Wednesday, March 30, 2005

Saginaw Poetry Reading

On Sunday, April 10th, Al Hellus, Skip Renker, myself, and others will be reading poetry at the Anderson Enrichment Center in Saginaw. I believe there will be five poets total. The event will begin around 7:00 p.m. There is a cost of three dollars, but that money will go towards paying the rental cost of the center.

After the reading, the poets will have books for sale.

I hope to see you there. Should be a fun night. Al Hellus is a character!

Monday, March 28, 2005

Some writers to read

I wanted to take some space on this site to plug some short story writers worth reading. They are great, and each has books available on Amazon. The men: Ron Carlson, Pete Fromm, and Italo Calvino. The women: Rachael Perry, Bonnie Jo Campbell, and Lolita Hernandez. Buy their books. Support short fiction.

Sunday, March 20, 2005

Publishing Advice

This really isn't advice about publishing, so much as it is a story about how my first chapbook of poetry, Transient, came about. Just after graduate school, I started writing quite a few poems about driving. I don't know, maybe it's because I was a part-time college instructor driving 500 miles a week between three different Michigan colleges. After about three years, I realized that I had about 30 poems dealing with driving -- the perfect size for a chapbook. As I went through my records, I noticed that six of the driving poems had been published in Parting Gifts magazine. With a little more research, I discovered that Parting Gifts was just one product of a bigger operation called March Street Press, all of which was under one editor. I contacted the editor of March Street, thanked him for his interest in my driving poems, and let him know that I had a complete chapbook manuscript of poems about driving. Long story short, I sent him the manuscript, and a few weeks later I was looking at a galley proof.

What's the point? Well, if you have a chapbook manuscript, it's in your best interest to send individual poems from the manuscript out to magazines. Most presses won't read a manuscript if at least a few of the poems haven't been previously published. It's probably also in your best interest to send your work to magazines that are in some way attached to a small press. If they take a few of your poems, you know in advance that they like your work, so you can then use that connection to try to work out a chapbook deal. Though it wasn't necessarily my plan going in, it ended up working for me.
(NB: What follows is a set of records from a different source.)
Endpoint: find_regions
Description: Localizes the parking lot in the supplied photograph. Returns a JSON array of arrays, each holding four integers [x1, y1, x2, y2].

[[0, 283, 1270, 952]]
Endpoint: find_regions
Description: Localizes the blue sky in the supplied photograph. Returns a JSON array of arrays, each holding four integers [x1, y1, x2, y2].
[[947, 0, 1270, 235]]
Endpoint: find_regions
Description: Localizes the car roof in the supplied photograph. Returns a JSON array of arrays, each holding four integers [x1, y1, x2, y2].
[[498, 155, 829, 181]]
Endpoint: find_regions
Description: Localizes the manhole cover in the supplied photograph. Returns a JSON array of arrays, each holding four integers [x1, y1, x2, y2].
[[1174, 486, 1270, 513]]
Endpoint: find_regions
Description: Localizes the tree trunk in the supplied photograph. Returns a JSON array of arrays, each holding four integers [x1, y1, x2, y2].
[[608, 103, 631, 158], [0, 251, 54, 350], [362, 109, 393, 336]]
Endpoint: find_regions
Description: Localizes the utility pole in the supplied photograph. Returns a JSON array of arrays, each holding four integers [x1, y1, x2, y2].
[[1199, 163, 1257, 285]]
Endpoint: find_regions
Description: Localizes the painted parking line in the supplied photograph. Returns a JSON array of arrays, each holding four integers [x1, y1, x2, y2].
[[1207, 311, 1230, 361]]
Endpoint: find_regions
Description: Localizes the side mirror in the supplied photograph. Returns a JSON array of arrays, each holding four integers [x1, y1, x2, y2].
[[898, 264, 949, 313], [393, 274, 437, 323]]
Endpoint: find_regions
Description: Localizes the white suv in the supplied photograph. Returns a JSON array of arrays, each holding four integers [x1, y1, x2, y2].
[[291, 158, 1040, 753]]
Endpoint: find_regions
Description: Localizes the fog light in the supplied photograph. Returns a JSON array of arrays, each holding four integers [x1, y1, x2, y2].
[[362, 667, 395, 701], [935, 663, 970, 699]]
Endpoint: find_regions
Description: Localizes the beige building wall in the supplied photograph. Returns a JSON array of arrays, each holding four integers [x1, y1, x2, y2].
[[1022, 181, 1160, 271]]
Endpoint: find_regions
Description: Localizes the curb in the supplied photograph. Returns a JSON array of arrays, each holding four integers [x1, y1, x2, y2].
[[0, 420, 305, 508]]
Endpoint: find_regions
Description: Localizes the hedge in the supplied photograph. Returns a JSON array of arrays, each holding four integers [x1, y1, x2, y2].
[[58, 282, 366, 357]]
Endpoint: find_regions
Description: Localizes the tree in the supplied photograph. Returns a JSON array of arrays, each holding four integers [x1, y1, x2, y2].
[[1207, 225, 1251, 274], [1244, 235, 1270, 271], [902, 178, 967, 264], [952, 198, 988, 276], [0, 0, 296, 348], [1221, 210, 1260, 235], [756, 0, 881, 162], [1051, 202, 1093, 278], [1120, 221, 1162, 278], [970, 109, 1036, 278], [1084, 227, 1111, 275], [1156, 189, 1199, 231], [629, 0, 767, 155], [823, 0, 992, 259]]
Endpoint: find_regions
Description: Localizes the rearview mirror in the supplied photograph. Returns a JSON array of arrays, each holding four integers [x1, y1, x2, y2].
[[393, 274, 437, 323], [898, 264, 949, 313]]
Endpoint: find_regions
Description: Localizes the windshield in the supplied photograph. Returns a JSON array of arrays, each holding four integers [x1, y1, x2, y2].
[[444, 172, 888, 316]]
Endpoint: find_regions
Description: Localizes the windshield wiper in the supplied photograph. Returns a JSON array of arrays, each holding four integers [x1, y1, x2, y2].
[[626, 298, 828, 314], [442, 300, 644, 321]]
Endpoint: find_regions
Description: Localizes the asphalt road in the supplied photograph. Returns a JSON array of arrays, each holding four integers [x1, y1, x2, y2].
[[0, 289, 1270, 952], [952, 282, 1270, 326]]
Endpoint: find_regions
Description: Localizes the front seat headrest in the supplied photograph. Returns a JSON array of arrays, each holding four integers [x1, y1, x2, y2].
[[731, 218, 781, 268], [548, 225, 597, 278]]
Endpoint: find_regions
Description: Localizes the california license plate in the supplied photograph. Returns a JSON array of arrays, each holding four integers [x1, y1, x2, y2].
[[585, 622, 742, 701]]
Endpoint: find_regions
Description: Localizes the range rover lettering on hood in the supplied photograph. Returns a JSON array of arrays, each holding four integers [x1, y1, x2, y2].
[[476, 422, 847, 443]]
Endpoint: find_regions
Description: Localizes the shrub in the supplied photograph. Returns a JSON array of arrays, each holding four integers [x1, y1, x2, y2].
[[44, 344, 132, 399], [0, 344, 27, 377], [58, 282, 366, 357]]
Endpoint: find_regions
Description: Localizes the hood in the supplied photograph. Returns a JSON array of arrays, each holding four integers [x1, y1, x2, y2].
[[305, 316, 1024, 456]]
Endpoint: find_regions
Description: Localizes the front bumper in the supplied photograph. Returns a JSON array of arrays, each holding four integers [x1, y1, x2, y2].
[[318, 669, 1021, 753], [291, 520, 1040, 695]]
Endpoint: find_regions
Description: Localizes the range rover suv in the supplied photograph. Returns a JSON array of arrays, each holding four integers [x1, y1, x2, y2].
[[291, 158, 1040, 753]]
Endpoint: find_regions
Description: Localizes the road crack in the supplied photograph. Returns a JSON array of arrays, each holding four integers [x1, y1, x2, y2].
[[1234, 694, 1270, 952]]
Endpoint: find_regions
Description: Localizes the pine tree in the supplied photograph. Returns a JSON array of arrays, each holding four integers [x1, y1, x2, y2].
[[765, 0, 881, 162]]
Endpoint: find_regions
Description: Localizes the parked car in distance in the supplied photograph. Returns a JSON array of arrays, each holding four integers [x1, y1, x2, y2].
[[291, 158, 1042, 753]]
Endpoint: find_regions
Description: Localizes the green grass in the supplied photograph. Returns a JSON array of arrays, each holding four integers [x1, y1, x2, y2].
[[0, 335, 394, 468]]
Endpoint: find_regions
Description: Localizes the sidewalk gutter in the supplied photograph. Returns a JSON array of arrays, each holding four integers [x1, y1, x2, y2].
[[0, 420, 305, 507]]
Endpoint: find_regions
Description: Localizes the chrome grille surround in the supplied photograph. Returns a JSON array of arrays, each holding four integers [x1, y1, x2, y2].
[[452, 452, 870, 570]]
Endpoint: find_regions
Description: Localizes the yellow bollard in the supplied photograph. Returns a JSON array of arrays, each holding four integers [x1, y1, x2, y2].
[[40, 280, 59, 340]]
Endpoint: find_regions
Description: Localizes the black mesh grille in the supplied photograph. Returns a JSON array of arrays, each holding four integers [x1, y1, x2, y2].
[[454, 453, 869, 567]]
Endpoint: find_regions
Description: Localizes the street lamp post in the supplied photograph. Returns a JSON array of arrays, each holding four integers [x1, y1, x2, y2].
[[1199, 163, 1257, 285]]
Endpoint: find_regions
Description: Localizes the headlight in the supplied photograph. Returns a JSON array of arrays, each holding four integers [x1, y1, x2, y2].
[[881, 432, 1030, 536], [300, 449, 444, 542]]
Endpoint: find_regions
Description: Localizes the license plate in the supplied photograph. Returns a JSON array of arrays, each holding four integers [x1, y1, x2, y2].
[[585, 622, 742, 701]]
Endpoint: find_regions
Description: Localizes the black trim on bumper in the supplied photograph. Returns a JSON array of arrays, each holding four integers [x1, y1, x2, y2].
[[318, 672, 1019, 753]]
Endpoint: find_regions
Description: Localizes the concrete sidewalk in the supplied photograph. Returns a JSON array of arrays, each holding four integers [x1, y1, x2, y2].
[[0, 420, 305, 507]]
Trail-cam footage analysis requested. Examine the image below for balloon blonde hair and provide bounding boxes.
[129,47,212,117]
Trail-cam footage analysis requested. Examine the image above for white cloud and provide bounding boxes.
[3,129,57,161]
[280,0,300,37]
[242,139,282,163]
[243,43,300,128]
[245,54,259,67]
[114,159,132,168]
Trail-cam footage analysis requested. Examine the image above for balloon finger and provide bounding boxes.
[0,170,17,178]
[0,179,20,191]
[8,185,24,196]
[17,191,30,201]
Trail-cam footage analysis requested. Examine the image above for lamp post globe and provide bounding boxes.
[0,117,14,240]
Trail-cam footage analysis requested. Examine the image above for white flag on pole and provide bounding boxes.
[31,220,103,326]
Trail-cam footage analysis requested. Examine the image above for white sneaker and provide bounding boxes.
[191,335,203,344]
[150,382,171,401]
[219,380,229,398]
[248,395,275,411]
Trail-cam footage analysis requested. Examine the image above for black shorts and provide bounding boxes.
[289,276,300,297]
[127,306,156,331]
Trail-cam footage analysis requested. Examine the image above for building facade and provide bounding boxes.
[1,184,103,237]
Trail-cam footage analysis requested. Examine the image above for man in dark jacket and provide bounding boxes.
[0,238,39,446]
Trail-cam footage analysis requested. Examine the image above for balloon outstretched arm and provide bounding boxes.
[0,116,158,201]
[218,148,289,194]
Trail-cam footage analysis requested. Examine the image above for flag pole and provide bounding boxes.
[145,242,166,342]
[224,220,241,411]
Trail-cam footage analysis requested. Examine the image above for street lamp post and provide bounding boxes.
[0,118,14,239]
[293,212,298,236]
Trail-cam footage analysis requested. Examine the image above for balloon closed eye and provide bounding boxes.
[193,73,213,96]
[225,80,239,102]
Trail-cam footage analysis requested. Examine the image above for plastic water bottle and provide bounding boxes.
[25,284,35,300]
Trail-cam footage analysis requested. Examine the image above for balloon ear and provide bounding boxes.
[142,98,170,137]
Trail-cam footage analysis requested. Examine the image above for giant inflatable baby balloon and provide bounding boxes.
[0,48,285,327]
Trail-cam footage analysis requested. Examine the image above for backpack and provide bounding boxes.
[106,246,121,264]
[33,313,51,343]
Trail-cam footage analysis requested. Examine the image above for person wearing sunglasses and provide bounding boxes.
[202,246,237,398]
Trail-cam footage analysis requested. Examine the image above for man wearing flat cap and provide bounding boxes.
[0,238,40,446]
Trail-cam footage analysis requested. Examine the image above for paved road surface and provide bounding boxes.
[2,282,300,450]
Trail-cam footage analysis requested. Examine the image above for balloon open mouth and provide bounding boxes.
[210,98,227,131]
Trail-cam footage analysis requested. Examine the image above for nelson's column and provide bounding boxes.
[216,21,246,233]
If you are going to send to a small press, it also behooves you to buy a few books from the press. Not to butter them up, because most of these editors can't be buttered, but instead to help financially support them. The small presses are publishing the work that people will be reading fifty years from now. In fact, you can order a book from March Street's catalog by clicking
  • here.
  • Monday, March 07, 2005

    Upcoming Reading

    On Monday, March 28th, Michigan poet and writer Lolita Hernandez will be reading from her work at the Delta College Planetarium at 6:30 p.m. in downtown Bay City. Her latest book of short stories, Autopsy of an Engine(Coffe House Press), follows the lives of UAW workers as they live through the closing of the Clark Street Cadillac plant in Detroit. Her book is available on Amazon, and she will also sell and sign copies after her reading. I read with Lolita in Lansing back in October. Believe me, this is a reading that you don't want to miss. She's great!